Future considerations for us is NAC - as we had to deploy in less than a few days, we had no time to provision acceptable physical security to prevent the user plugging something else into the Z3 and getting to the corporate network - this is on our roadmap.

 

if you want any further info, let me know - it's a fantastically simple deployment and once the groundwork was completed we didn't even see the users or their devices (inc the Z3s) - they just took everything home and followed a plug in guide.

HardBoiledGreg
Here to help

Excellent information @SteveO . We have decided to put several Z3s out there as well as a pilot for these at-home workers who rely heavily on their phones and working in a switchboard role. We're hoping for the kind of results you have reported.

 

Thanks!

DarrenOC
Kind of a big deal
Kind of a big deal

Hi @HardBoiledGreg , what about the MR30H’s as well?

 

Using the wireless concentrator mode they will auto vpn back to your HQ/DC.

 

Has 4 ports (1 PoE) and is also a wireless AP.

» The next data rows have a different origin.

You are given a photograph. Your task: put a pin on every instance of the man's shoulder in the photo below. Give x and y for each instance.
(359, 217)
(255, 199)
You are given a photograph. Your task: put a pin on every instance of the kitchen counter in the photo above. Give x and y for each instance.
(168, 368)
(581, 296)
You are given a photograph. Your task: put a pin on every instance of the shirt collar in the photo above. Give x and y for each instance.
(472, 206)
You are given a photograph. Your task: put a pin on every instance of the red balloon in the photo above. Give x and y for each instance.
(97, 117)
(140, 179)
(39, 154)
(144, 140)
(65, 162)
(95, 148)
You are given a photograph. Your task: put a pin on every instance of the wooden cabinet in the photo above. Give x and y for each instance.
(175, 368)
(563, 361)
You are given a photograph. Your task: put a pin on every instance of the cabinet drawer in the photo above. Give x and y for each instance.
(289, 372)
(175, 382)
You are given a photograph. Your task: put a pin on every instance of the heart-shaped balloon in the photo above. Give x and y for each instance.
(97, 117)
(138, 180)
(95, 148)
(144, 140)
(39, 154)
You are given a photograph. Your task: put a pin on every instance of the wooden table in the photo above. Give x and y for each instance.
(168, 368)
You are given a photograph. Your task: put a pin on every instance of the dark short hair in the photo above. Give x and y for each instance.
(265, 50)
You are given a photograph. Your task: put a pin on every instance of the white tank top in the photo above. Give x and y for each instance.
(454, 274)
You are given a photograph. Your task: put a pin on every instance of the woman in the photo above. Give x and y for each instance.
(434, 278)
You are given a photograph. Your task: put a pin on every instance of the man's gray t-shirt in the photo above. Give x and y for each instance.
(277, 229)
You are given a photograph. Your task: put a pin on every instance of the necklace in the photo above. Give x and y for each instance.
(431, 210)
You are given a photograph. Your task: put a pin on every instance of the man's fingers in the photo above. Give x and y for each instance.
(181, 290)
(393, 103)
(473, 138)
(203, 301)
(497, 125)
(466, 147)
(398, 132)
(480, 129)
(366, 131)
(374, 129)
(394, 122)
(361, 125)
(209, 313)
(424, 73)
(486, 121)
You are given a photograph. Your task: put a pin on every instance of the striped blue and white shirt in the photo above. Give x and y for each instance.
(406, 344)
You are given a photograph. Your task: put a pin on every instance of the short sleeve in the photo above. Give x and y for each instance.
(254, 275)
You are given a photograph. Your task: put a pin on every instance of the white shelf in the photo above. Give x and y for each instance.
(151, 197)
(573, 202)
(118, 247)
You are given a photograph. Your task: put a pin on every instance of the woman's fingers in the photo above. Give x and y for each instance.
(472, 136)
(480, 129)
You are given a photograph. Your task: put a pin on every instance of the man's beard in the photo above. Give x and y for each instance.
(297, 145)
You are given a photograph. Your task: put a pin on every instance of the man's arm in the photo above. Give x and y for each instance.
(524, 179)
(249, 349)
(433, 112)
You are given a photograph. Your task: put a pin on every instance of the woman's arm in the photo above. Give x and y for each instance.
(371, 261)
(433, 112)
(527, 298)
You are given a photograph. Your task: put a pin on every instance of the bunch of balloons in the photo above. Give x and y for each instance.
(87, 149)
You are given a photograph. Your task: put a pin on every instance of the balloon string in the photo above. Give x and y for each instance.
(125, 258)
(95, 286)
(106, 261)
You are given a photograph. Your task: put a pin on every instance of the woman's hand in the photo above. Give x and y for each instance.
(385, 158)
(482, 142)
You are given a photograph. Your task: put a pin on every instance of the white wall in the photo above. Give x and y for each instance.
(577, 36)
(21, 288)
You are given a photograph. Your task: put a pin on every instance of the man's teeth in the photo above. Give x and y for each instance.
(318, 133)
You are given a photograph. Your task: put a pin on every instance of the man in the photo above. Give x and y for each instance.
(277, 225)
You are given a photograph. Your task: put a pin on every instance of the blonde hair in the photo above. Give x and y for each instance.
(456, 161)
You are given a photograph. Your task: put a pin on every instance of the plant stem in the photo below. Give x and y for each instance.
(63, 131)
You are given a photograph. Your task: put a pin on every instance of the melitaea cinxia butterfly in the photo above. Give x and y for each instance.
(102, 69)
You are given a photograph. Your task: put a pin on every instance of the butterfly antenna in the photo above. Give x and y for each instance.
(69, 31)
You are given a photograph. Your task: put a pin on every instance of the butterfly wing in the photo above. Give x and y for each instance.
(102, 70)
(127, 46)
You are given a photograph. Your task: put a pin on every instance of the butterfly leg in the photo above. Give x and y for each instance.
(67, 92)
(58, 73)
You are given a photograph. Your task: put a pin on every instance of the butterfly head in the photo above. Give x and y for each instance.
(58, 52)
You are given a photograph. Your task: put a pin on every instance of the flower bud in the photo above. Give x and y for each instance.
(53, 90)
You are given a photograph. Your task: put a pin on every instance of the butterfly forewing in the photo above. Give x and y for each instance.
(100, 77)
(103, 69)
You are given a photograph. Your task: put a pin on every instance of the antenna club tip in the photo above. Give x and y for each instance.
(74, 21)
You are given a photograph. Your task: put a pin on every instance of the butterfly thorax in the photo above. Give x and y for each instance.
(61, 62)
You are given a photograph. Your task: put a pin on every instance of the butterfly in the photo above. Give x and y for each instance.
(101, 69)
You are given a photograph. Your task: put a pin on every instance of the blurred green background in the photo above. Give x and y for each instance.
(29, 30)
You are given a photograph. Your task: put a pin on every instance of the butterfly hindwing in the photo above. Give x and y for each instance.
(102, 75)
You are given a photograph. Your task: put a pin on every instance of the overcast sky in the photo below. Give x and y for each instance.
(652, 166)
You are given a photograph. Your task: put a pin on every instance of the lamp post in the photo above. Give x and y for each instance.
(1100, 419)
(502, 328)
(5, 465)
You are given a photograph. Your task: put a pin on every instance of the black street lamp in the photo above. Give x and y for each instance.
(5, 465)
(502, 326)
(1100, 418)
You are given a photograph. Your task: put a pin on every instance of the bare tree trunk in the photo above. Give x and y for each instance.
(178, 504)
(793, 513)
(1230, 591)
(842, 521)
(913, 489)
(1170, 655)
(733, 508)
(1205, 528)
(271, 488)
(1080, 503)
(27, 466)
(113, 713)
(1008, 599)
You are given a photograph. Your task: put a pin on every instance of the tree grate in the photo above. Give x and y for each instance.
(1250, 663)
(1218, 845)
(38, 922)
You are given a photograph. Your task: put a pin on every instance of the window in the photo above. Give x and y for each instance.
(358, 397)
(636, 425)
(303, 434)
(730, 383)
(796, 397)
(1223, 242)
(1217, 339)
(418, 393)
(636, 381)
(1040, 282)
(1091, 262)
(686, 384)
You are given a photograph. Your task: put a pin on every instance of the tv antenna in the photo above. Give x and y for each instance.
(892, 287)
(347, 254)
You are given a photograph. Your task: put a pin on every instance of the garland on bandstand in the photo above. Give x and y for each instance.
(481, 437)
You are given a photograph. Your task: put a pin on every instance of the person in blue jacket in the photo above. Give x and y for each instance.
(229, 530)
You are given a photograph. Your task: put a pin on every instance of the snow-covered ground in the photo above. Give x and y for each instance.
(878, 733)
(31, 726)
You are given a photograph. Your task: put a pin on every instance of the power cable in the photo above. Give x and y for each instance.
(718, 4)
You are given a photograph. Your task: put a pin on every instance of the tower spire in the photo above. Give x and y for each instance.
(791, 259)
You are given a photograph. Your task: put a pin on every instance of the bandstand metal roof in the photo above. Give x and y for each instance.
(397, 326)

Darren OConnor | doconnor@resalire.co.uk
https://www.linkedin.com/in/darrenoconnor/

I'm not an employee of Cisco/Meraki. My posts are based on Meraki best practice and what has worked for me in the field.
DarrenOC
Kind of a big deal
Kind of a big deal

Datasheet

 

https://meraki.cisco.com/lib/pdf/meraki_datasheet_MR30H.pdf

Darren OConnor | doconnor@resalire.co.uk
https://www.linkedin.com/in/darrenoconnor/

I'm not an employee of Cisco/Meraki. My posts are based on Meraki best practice and what has worked for me in the field.
PeterJames
Head in the Cloud

Personally, I will always opt for a softphone quite simply because the physical phone costs are simply too much in my opinion. £100-200 for the phone itself, £100 headset and then another £100 for the amplifier - no thank you.

 

I may have once built a 30 man office with poundland headsets and a softphone. Do not judge me; I had two weeks to complete it by, no budget and a nearby poundland. The sound proofing to reduce background noise worked a treat. Call recordings were all clear.

 

We adopted this approach for at least a year. Cost us on average £10/year per person on headsets. The main offices cost £200/year per person on headsets. To avoid any additional overhead, we just had a bucket with them people could collect themselves from.